Freescale Semiconductor introduced a new high-precision MEMS digital pressure sensor for altitude detection designed to help users further leverage advanced navigation capabilities and emerging location-based services such as GPS assist and e911. The Freescale Xtrinsic MPL3115A2 pressure sensor, based on micro-electromechanical systems (MEMS) technology, complements the accelerometers and magnetometers in the Xtrinsic portfolio to meet the growing demand for these types of components in smart mobile devices.

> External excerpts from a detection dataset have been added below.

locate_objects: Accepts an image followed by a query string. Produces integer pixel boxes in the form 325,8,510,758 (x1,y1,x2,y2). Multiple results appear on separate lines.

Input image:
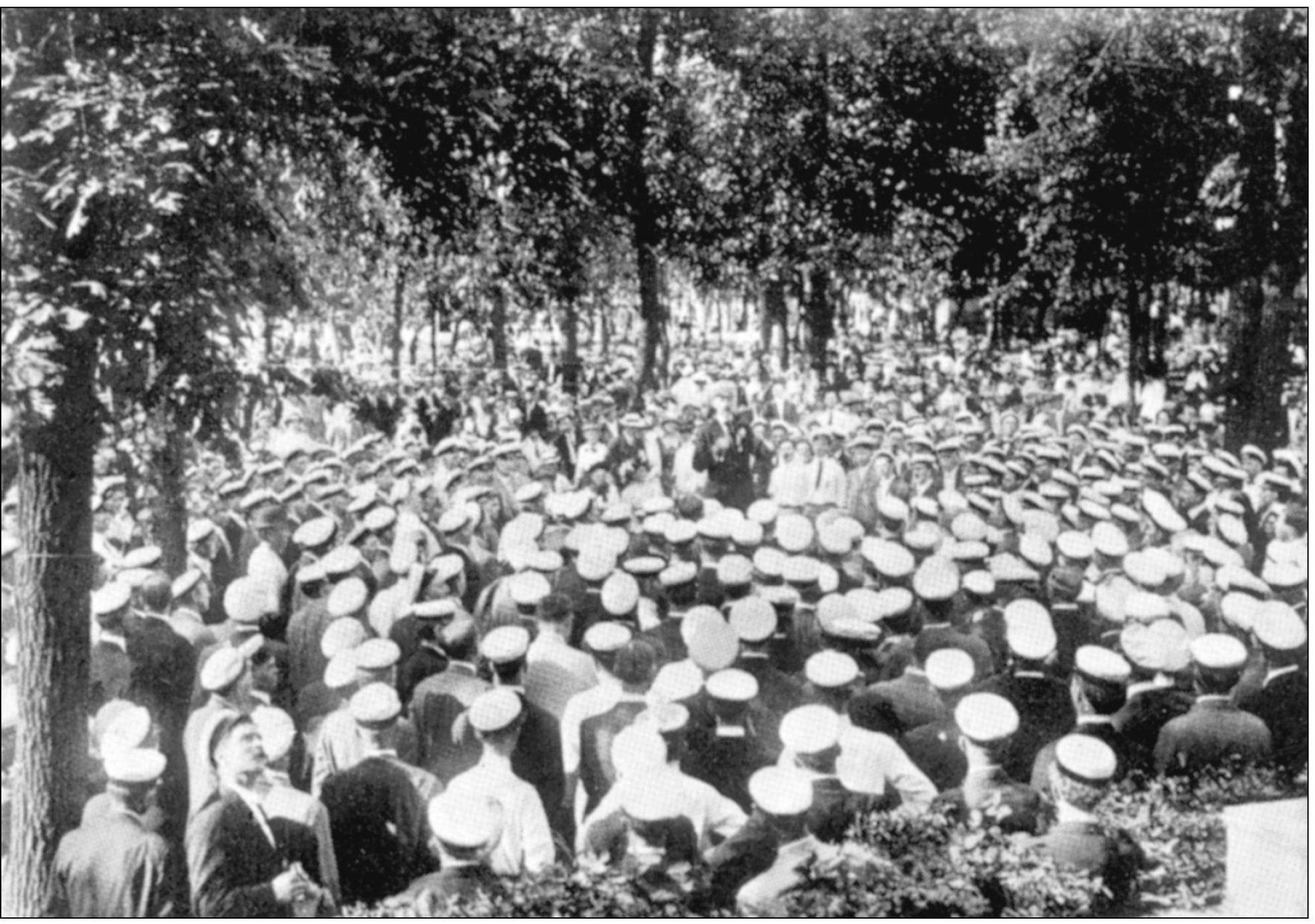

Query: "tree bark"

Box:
763,277,790,369
0,334,99,917
626,8,667,389
562,298,580,394
392,265,406,381
808,265,835,375
153,406,187,577
489,283,506,372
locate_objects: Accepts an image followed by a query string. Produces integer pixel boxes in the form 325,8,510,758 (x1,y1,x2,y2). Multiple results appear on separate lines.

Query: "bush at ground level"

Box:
345,769,1307,917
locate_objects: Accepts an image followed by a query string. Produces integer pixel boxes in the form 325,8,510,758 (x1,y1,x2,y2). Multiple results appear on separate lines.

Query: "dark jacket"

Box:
320,757,435,905
187,793,320,917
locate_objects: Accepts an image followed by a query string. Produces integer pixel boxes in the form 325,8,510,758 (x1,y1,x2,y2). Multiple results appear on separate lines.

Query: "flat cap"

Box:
1073,645,1132,683
1091,522,1128,559
913,555,958,603
776,514,814,555
96,701,153,757
1055,530,1095,562
187,517,214,543
200,645,246,693
729,597,777,644
704,667,759,703
584,622,634,655
469,686,523,734
748,767,813,817
681,611,739,673
1055,735,1119,786
1123,590,1172,623
324,654,357,690
658,560,698,588
426,793,502,850
480,626,530,664
804,649,859,689
1188,633,1247,671
119,545,163,570
105,748,168,786
599,570,639,616
347,683,402,728
251,704,297,764
355,639,402,670
716,555,753,588
954,693,1018,744
1252,600,1306,652
507,570,552,608
292,517,338,548
320,545,365,578
1005,599,1057,661
781,555,822,588
779,704,840,754
923,648,975,691
325,577,369,619
90,581,133,616
648,660,704,703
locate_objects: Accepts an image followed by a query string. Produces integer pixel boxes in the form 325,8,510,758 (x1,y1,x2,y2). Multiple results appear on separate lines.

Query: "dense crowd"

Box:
4,332,1308,916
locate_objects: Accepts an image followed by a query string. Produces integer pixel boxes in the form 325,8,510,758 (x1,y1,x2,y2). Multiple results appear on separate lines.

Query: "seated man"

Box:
1032,735,1147,913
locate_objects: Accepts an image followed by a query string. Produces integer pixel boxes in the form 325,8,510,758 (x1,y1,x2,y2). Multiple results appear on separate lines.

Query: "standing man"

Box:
55,748,184,917
694,384,767,510
187,715,324,917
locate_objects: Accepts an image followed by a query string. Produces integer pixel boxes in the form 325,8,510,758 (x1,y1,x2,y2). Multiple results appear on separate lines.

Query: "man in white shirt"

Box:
247,505,291,612
447,687,554,876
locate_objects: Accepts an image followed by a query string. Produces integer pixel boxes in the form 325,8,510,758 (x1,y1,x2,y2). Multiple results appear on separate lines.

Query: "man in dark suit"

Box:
977,599,1077,779
693,387,769,510
125,573,197,844
480,626,574,844
1032,735,1147,913
399,795,503,917
187,715,329,917
936,693,1046,835
410,618,489,785
849,645,950,735
320,683,442,905
1237,602,1310,773
1155,635,1273,775
1031,645,1132,793
580,639,658,815
86,581,133,715
1114,620,1194,773
54,748,187,917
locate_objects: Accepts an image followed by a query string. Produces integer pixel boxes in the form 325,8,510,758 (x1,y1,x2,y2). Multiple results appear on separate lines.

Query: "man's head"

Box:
209,712,267,789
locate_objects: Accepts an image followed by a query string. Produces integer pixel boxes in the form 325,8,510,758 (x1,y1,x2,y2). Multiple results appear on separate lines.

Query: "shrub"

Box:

The Xtrinsic MPL3115A2 smart digital pressure sensor processes pressure and temperature data locally, requiring fewer computations assigned to the applications processor and thereby reducing power significantly compared to systems using basic sensors directly managed by the host processor. The pressure sensor features optimal efficiency with a FIFO (first-in/first-out) memory buffer, a standby mode of 2 micro amps and a low-power mode of 8.5 micro amps for current consumption savings depending on conditions of the processor and output data rates chosen.

The Xtrinsic MPL3115A2 MEMS digital pressure sensor is designed to address the increasing popularity of mobile location-based services used in sophisticated handsets by delivering 30 cm resolution, which enables the device to identify elevation at a granular level. For example, a phone could detect the exact floor a user is on within a high-rise building or a shopping mall, allowing location-based services to more accurately reflect immediate surroundings.

Beyond the smartphone mobile device market, the Xtrinsic MPL3115A2 pressure sensor has many other potential applications, including tracking assets in business and industrial settings, providing precise locations in emergency search and rescue missions, forecasting climate changes in desktop weather stations and monitoring home cooling and heating systems. In addition, the sensor is ideal for medical applications, including respiratory equipment and health monitoring and detection systems that can help identify the location of patients within their homes or other environments.